First, when abortion or sonography procedures or preterm delivery diagnoses were present, we estimated the LMP by subtracting the midpoint of the specified trimester or GA from the outcome date [6] (Supplementary Material 6-1). To ensure clinical validity, a hierarchy was applied based on reimbursement guidelines, verified by obstetrician-gynecologists, and codes with a narrower range of the indicated GA or trimester had higher priority. In cases of conflicting information on GA or trimesters on same date, the lowest GA was chosen. Priority among sonography was given in the following order: second-trimester to third-trimester sonography (target scan), first-trimester sonography (target scan), first-trimester sonography, or second-trimester to third-trimester sonography. Preterm deliveries with a specified GA were given precedence over those without, with the LMP estimated by subtracting 35 weeks from the outcome date for unspecified preterm deliveries [4,23]. The latest LMP was selected with the smallest GA estimated by abortion or sonography codes for abortions, and sonography and preterm codes for deliveries.

Second, in the absence of codes indicating GA or trimester, we estimated the LMP by subtracting 39 weeks, 28 weeks, and 10 weeks from the date of the pregnancy outcomes for delivery, stillbirth, and abortion, respectively (Supplementary Material 6-2). This method is referred to as “outcome-specific estimates” and is similar to the conventionally used fixed-week subtraction method [4].

Final adjustment of the LMP was conducted using a retry period and setting minimum and maximum clinically plausible GAs for each outcome. The retry period, which represents the duration clinically required for subsequent pregnancy episodes to start after pregnancy outcome, was applied when two successive pregnancy episodes overlapped [4] (Supplementary Material 7). As illustrated in Supplementary Material 8, if the estimated LMP was earlier than the date of the previous pregnancy outcome, the LMP of the subsequent pregnancy episode was adjusted to the date of the previous pregnancy outcome plus the retry period.

Episodes not within the minimum and maximum GAs for each outcome were either reclassified or excluded [6-23]. Stillbirth episodes at less than 20 weeks GA were reclassified as abortions through case review. Deliveries at less than 37 weeks were classified as preterm and deliveries at 37 weeks or more as full-term births. Any pregnancy episodes with estimated GAs exceeding 42 weeks and deliveries at less than 20 weeks were considered miscoded and excluded. Abortion was further categorized into induced abortions, defined as abortions with diagnosis codes or procedure codes for induced abortion, and spontaneous abortions, defined as abortions without induced abortion codes (Supplementary Material 1).

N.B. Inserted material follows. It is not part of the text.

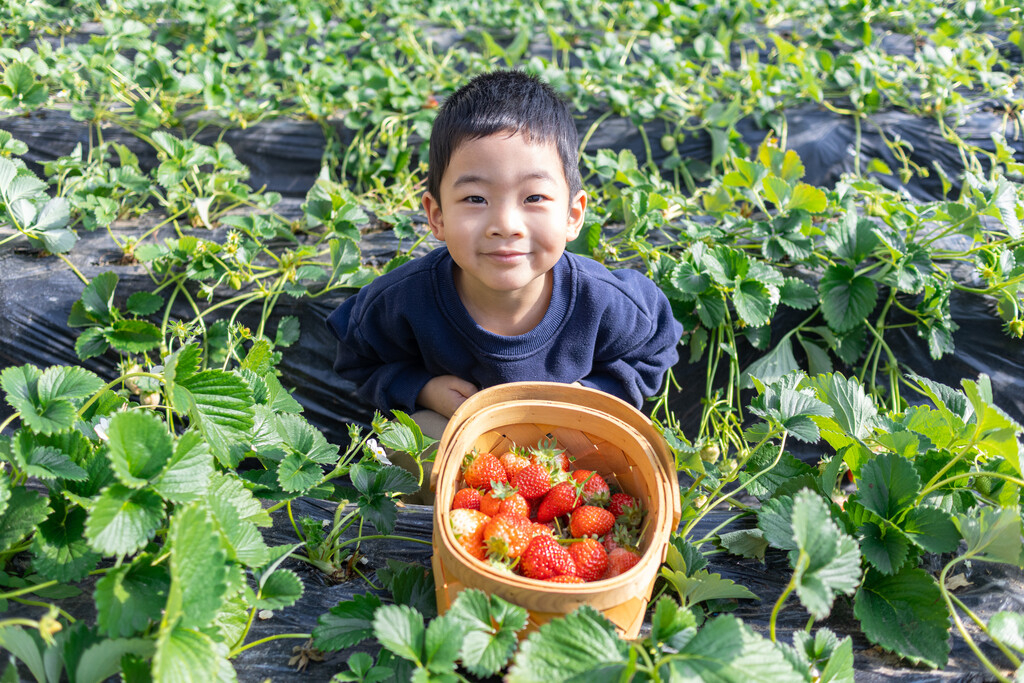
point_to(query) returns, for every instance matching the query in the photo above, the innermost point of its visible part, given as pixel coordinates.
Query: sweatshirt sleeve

Application of the pregnancy algorithm among patients with systemic lupus erythematosus

The pregnancy episodes of women of childbearing age (15-49 years) with SLE (KCD-7: M32.0, and rare intractable disease registration: V136) were identified from NHID from 2002 to 2018. We included pregnancy episodes after the index date of SLE diagnosis, and those with an LMP between 2005 and 2018 (Supplementary Material 9). A 3-year history period was examined to confirm the diagnosis of SLE before pregnancy. In drug utilization analysis, pregnancy episodes that started at least 1 year after the index date of SLE and had an LMP before 2018 were included to examine exposure during preconception and pregnancy. Episodes missing age, gender, and insurance information at the time of the LMP were excluded.

Identification of pregnancy outcomes and gestational age estimation

The prevalence of live births (full-term and preterm births), stillbirths, and abortions (spontaneous and induced abortions) was assessed in the pregnancies of patients with SLE between 2005 and 2018. The mean estimated GA and proportion of methods for estimating LMP were calculated for each pregnancy outcome. Since the national health insurance in Korea expanded reimbursement for prenatal sonography in 2016 and extended coverage for preterm infant care starting in 2016, the corresponding changes were made to the sonography procedure codes and preterm delivery diagnosis codes from that year onwards [24,25] (Supplementary Materials 10-12). Therefore, subgroups of 2005-2015 and 2016-2017 were also assessed to detect the impact of the code changes implemented in 2016. The prevalence of pregnancy outcomes among patients with SLE, as determined by our algorithm, was compared with that reported in cohort studies, primarily utilizing institutional data, to assess external validity [21,26-31].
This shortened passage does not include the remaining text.